PARALELO, 33 tours de Pascal Comelade


Enfin il est sorti ce nouveau 33 tours. Naturellement aux frais de son auteur. Car qui tient compte ici de la qualité dans les réalisations des artistes prospectifs ?
Pascal Comelade propose une série de 14 pièces résolument répétitives. Par les miracles du mini-synthétiseur, les boucles se suivent mais ne se ressemblent pas.
« Mouvement décomposé d’un coup de marteau », ouvre –ô combien – le feu. Quatre boucles interfèrent pour onze minutes d’hallucination acoustique. Au fond, l’Une module un grave caverneux de guimbarde. La Deux grillonne l’effet duel et strident d’une machine des temps-modernes. La Trois pulse imperturbablement ses propositions rythmiques au timbre de caisse claire. La dernière, plus ambiguë, noue et dénoue sa structure accélérée. Imperceptiblement, comme on ne l’attendait plus, elle attaque, double et prend les commandes, conjuguant l’ensemble en une superbe altération finale. Et je défie qui que ce soit de na pas y repérer des consonances et une couleur méditerranéennes.  L’humain prend le dessus et avec « Good-bye Wyatt hat », un tantinet humoristico-romantique, éternelle expression enjôleuse d’une inépuisable rêverie.
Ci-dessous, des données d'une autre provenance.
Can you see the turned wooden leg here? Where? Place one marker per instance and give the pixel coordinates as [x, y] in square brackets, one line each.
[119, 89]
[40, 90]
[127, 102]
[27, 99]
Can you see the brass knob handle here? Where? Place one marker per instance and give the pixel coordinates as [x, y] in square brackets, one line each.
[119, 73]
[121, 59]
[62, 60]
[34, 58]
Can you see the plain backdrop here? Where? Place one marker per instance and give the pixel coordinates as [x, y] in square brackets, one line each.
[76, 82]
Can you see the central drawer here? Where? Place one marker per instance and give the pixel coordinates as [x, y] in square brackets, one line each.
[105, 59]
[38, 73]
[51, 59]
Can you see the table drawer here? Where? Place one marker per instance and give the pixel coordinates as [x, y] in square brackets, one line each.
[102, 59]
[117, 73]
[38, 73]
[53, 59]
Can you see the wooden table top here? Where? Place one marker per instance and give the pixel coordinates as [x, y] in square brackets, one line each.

Quelques mesures pianistiques d’une mélodie savoureuse, accentuée par un accord de mandoline. Toujours en boucle soutenue par le crescendo insatiable d’une percussion artificielle. C’est séduisant comme un pastiche de je ne sais quel virtuose à la mode. « Via-Laietana » ajoute une touche planante au morceau précédent. « Paralelo » ironise au synthé sur les réminiscences de flonflons d’instruments dont je tairai le nom. « Vertical » présente les drums retrouvés dans tous leurs états et une basse endiablée. Deux notes tenues s’interpellent sans fin comme les angles d’un klaxon de woogie-boogie. La frénésie des villes modernes vous entraîne dans  cet enfer quadraturé. Et la face s’achève avec « Musique Ridicule », amusante symphonie des jouets new-look, hyperbole pour instruments où sont sollicités sur étai de piano et drums synthé les timbres de hautbois, clavecin et flûte. Devinez en référence à qui.
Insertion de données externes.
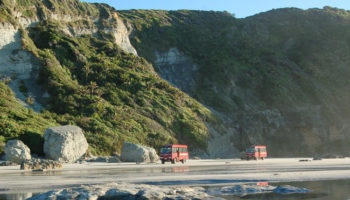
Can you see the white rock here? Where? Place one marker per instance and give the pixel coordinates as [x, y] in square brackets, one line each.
[138, 153]
[65, 143]
[16, 151]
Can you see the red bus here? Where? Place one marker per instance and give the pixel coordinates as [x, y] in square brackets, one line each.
[174, 153]
[256, 152]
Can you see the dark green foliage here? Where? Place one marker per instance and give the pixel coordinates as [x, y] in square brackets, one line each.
[19, 122]
[114, 96]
On redémarre violemment avec « Politico » dans une ambiance de foire d’empoigne où les parti(e(s sonores visent à se convaincre sans toutefois s’écouler. « Automne fait intervenir la voix de Gavin Bryars dans son opéra sur le naufrage du Titanic. La gamme majeure de chaque note est montée puis redescendue. Une fois sur deux elle se voit flanquée d’une octave supérieure ou inférieure.  Musique pour la fin des temps ? « Musique pour ascenseurs » croque la pulsation cardiaque au chœur des grands ensembles et confronte des boucles complexes, plus ou moins accélérées, suscitant un continuum vibratoire. « Erratum musical » est une pièce pour piano (notes répétées) et saxo (notes tenues). Après la fièvre, l’appel  obstiné, pressant le dernier S.O.S, l’ultime son de sax, du corps. « Nicaragua, sur fond de moteur bourdonnant  ressasse l’inévitable cycle des questions laissées en suspens. Enfin « Méditerraneo », palpitant mais paisible.
Le disque est fini. Les boucles sont bouclées. Mais devant l’horizon infini, souvenir, magnifique, du dernier morceau, on est pris d’un sentiment océanique qui vous glisse des envies de revenez-y.
A écouter le disque. En « parallèle » à la première audition.